О Михаиле Красильникове
Опубликовано в журнале Звезда, номер 4, 2021
«Люди верят только славе и не понимают, что между ими может находиться какой-нибудь Наполеон, не предводительствовавший ни одною егерскою ротою, или другой Декарт, не напечатавший ни одной строчки в „Московском телеграфе“».
Меня всегда поражало это суждение, и прежде всего не столько своей острой очевидностью, сколько тем, что оно пришло на ум человеку, в безвестности никогда не пребывавшему, славнейшему из отечественных гениев, а не какому-нибудь комплексующему бедолаге или завистнику.
У Михаила Красильникова литературная «рота» была, роль Декарта он в ней, по совместительству, исполнял, подпольный «Телеграф» строчками снабжал, страницы в лагерных стихотворных сборниках полнил.
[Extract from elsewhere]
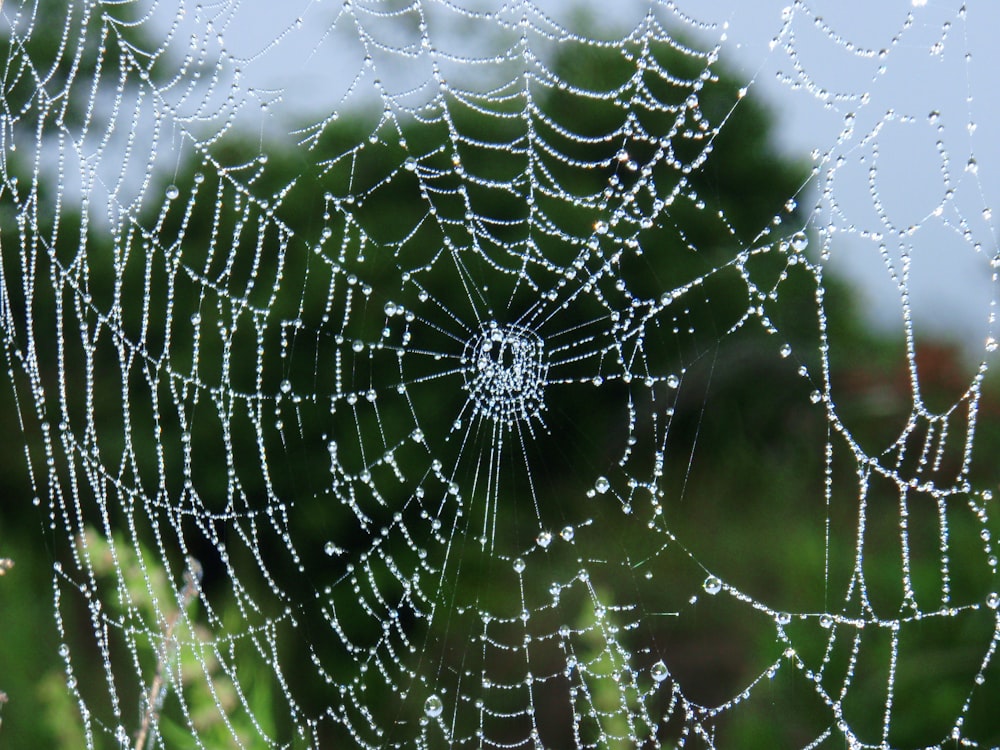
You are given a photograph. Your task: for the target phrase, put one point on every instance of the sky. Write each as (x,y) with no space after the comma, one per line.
(894,99)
И конечно, все подвергал сомнению. А потому на «славу и добро» глядел без надежды. «Солнце мертвых» поднялось над ним едва ли выше края горизонта. За славой он не гнался, однонаправленной концентрированностью в ее достижении пренебрегал. Персонажем «Поисков Абсолюта» не был, видимо, согласный с их автором: «Слава — это солнце мертвых, и пока ты жив, ты будешь несчастным, как всё, что было великим…» Ближе ему была «Человеческая комедия» в целом, как данность.
Но есть еще одна столь же нематериальная, как слава, и неустранимая, как она, реальность. Это свобода. Именно в нее поверили близкие Михаилу Красильникову молодые университетские стихотворцы. Состоянием свободы он буквально заражал людей, в его круг попадавших. Прикосновение к ней никак не менее значимо, чем озарение славой. В лице Красильникова свобода явила себя в ее отечественном варианте — волей вольной, наглядной и обескураживающе соблазнительной. В буквальном смысле — демонстративной.
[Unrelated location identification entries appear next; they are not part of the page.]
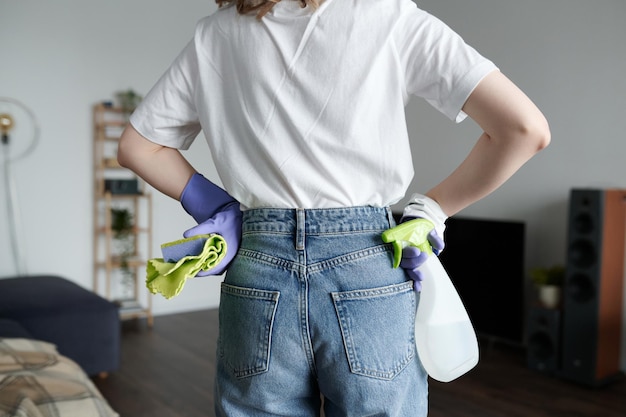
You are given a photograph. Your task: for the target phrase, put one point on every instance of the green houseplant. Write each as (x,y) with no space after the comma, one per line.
(548,282)
(122,226)
(128,100)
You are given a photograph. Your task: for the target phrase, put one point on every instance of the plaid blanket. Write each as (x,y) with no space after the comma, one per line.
(35,381)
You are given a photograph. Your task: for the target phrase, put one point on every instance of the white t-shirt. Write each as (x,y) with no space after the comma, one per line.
(306,108)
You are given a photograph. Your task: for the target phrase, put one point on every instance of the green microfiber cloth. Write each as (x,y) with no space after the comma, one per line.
(168,278)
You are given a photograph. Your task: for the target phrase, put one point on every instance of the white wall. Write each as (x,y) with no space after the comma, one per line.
(61,57)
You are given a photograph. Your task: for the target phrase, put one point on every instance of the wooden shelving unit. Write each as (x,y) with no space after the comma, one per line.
(119,260)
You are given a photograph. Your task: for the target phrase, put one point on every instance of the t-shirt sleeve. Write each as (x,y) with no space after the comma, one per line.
(438,65)
(168,114)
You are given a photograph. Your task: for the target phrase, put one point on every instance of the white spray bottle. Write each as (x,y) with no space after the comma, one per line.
(444,335)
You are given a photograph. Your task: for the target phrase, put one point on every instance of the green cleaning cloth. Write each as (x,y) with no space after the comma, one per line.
(168,278)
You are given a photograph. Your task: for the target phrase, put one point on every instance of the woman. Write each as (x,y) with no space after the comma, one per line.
(303,106)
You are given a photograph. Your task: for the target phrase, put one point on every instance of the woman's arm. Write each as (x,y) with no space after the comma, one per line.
(163,168)
(514,131)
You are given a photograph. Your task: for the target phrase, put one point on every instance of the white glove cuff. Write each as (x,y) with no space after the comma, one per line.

1 декабря 1952 года Михаил Красильников вместе с сокурсниками по отделению журналистики ленинградского филфака Юрием Михайловым и Эдуардом Кондратовым устроили в университетской аудитории веселое действо — «хэппенинг» или «перформанс», как оно было бы названо позже. Но не его участниками, решившими порусофильствовать. Вот как его передает вскоре сблизившийся с ними Владимир Уфлянд:
«Три студента в рубахах навыпуск, записав лекцию гусиными перьями, приготовили из хлеба, кваса и лука тюрю и стали есть деревянными ложками, распевая „Лучинушку“. Этот первый и единственный в сталинской фараонии хэппенинг проходил с успехом, пока…» — дополняет свидетельница Ирина Муравьева, — преподавательница не вышла из оцепенения и не помчалась в деканат, вернувшись с парторгом и с кем-то в сером. Приговор был неоригинален: «Троцкизм!» «Перманентный», так как на комсомольском собрании курса, вступившегося за «воинствующих ретроградов», преподавательница марксизма-ленинизма обрушила гнев и на них самих, и на их защитников как на «приспешников Троцкого». Исключить их из «передового отряда молодежи» — вопреки уставу — смогло лишь комсомольское бюро ЛГУ.
Да и в самом деле: устроители этого представления не сообразили, в какую пору они явились со своей «Лучинушкой». Вот уж догадал их черт рядиться в день убийства С. М. Кирова! Сами они о подобном кощунстве думать не думали, но те, кто за них быстро взялся, с того и начали.
Тут же, 11 декабря, в «Комсомольской правде» появился фельетон «Трое с гусиными перьями»: «Общественность университета возмутила безобразная выходка юродствующих „оригиналов“. <…> В то время как их товарищи систематически накапливают знания, упорно учатся, эти невежды, вызубрив несколько хлестких цитат, жонглируют ими кстати и некстати, выдавая себя за подлинных ценителей литературы». Как говорится, и т. д. и т. п.
Этим гонения не завершились: двоих из троицы — Красильникова с Михайловым — отчислили и из университета. Впрочем, после скорого преставления «фараона» предпочли восстановить… Заодно оставив втуне сталинский призыв к «борьбе с космополитизмом», остроумно доведенный тремя студентами до абсурда.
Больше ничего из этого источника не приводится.